La Chambre des représentants vote pour protéger le dalaï lama

A 85 ans, le dalaï lama a ralenti son rythme de déplacements et a été hospitalisé en avril pour une infection pulmonaire, mais il se veut rassurant sur son état de santé (archives). KEYSTONE/AP/ASHWINI BHATIA sda-ats
Ce contenu a été publié le 29 janvier 2020 - 14:33
(ATS)

La Chambre américaine des représentants a voté en faveur de sanctions contre des responsables chinois s'ils venaient à se mêler de la désignation du prochain dalaï lama.

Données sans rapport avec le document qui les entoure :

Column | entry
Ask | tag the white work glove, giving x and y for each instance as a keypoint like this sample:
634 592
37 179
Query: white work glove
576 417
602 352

Cette décision a suscité mercredi "la vive indignation" de Pékin.

Le texte, voté mardi par les parlementaires américains, prévoit la possibilité pour Washington de geler les avoirs américains de tout responsable chinois cherchant à identifier et installer un dalaï lama approuvé par le gouvernement chinois après la mort du chef religieux, actuellement âgé de 85 ans. Ces responsables se verraient également interdire l'entrée sur le territoire américain.

Cette loi doit encore être approuvée au Sénat, où le leader de la majorité répubicaine Marco Rubio a promis de la soutenir. Elle devra ensuite être soumise à la signature du président Donald Trump.

Elle prévoit également d'interdire à la Chine toute nouvelle ouverture de consulat tant que les Etats-Unis n'auront pas reçu l'autorisation d'ouvrir une mission diplomatique à Lhassa, au Tibet.

"'Ingérence grossière"

Cette loi américaine "contrevient gravement au droit international et aux normes fondamentales des relations internationales, c'est une ingérence grossière dans les affaires intérieures de la Chine et un mauvais signal envoyé aux forces défendant 'l'indépendance du Tibet'", a réagi Hua Chunying, porte-parole du ministère chinois des Affaires étrangères, citée mercredi dans un communiqué.

"La Chine exprime sa vive indignation et sa ferme opposition" et enjoint les Américains "à corriger immédiatement leurs erreurs et à cesser d'utiliser la question tibétaine pour s'ingérer dans les affaires intérieures chinoises", a-t-elle ajouté.

Les bouddhistes tibétains choisissent traditionnellement le dalaï lama à travers une quête rituelle, qui peut prendre plusieurs années, avec un comité itinérant qui recherche des signes qu'un jeune enfant puisse être la réincarnation du dernier chef spirituel.

Le charismatique 14e dalaï lama a ralenti son rythme de déplacements autrefois soutenu et a été hospitalisé en avril pour une infection pulmonaire, mais il se veut rassurant sur son état de santé.

Successeur choisi de son vivant

En exil en Inde depuis qu'il a fui le Tibet lors d'une insurrection ratée en 1959, il pourrait néanmoins décider d'un processus non traditionnel qui empêcherait la Chine d'avoir son mot à dire: il pourrait choisir lui-même, de son vivant, son successeur, peut-être une fille, ou décréter qu'il est le dernier dalaï lama.

Les militants tibétains comme Pékin savent que la mort de Tenzin Gyatso, le plus célèbre moine bouddhiste de la planète, pourrait porter un coup d'arrêt à la quête d'autonomie de la région himalayenne.